Residents urged to correct broadband map

County and state officials want residents’ help in correcting a federal map of broadband access.

County and state officials want residents’ help in correcting a federal map of broadband access that is considered to be widely inaccurate but will nevertheless guide billions of dollars in federal grant funding nationwide.

The Federal Communications Commission map claims that Island County has 97% broadband coverage, which Commissioner Janet St. Clair characterized as “nuts.” A joint Island County and Port of Coupeville study, as well as anecdotal stories, show that large sections of Whidbey and Camano Island are without any or adequate broadband access.

It’s a critical issue for the county’s economy.

“More and more, we are an internet-connected world,” St. Clair said, “and nobody should be left behind.”

The new online map, available at, allows users to enter an address and see if both fixed and mobile broadband are accessible. Residents who believe the information on the map is incorrect can submit a challenge online by clicking on either “location challenge” or “availability challenge” for both fixed and wireless broadband when the summary of internet access is displayed on the map.

The state Department of Commerce website also offers step-by-step instructions for people to understand and navigate the map and challenge process.

The state Department of Commerce estimates that as much as $900 million federal Broadband Equity, Access and Deployment funding might be at stake for Washington alone.

“We want Washington to be represented accurately on the FCC map,” Washington State Broadband Office Director Mark Visconi said in a Department of Commerce news release. “This is an opportunity for individual residents to let their voice be heard. It is also a time for organizations and government agencies to work together for Washington’s future.”

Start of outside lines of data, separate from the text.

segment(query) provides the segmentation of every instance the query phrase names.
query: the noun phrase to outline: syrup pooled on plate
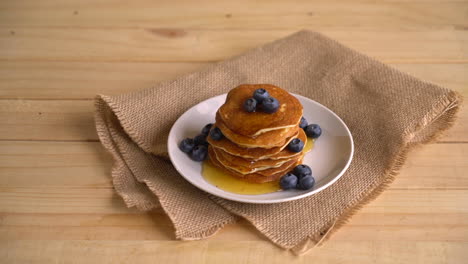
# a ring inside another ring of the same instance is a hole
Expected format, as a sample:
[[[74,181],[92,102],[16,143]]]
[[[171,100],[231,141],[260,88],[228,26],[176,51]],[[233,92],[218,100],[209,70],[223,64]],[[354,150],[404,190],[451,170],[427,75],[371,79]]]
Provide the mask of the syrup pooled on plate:
[[[314,139],[307,138],[307,143],[304,146],[303,152],[307,153],[312,150],[314,146]],[[218,187],[221,190],[228,191],[236,194],[265,194],[281,190],[278,181],[266,183],[251,183],[241,179],[235,178],[221,169],[215,167],[209,160],[202,164],[203,178]]]
[[[207,182],[219,189],[237,194],[265,194],[281,190],[277,181],[266,183],[246,182],[223,172],[209,160],[203,162],[202,175]]]
[[[310,137],[307,138],[307,143],[305,144],[304,149],[302,150],[304,154],[307,154],[307,152],[312,150],[312,148],[314,147],[314,142],[315,139]]]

St. Clair explained that residents without broadband should make it clear if they offer a challenge that they’ve contacted specific providers and discovered that broadband service isn’t available at a reasonable cost.

The commissioner pointed out that Washington state adopted 100 Mbps down, 20 Mbps up as the standard to be considered broadband. Much of internet access in Island County doesn’t live up to that standard.

The common 25/3 speed, St. Clair said, “isn’t enough for the kids to watch Netflix while mom is on a Zoom meeting and a daughter is doing homework online.” She lives on Camano Island and sends her husband out of the house when she goes on Zoom or his internet use will crash her meeting.

St. Clair pointed out that the county study identified Central Whidbey, in the area of Ebey’s Prairie, as the most broadband-challenged in the county. In addition, swaths of North Whidbey, Greenbank and south Camano Island — where many rely on copper DLS, a three-decade-old technology — are without broadband access. Even some areas in the city of Oak Harbor don’t have affordable and speedy internet access.

St. Clair has been helping to lead the fight for broadband access in the county for years. It’s a crucial issue for a wide range of residents, she said, including businesses and farms that need adequate internet access for online commerce, students who need access for classes and homework, employees who work from home and patients who want to contact doctors through telehealth.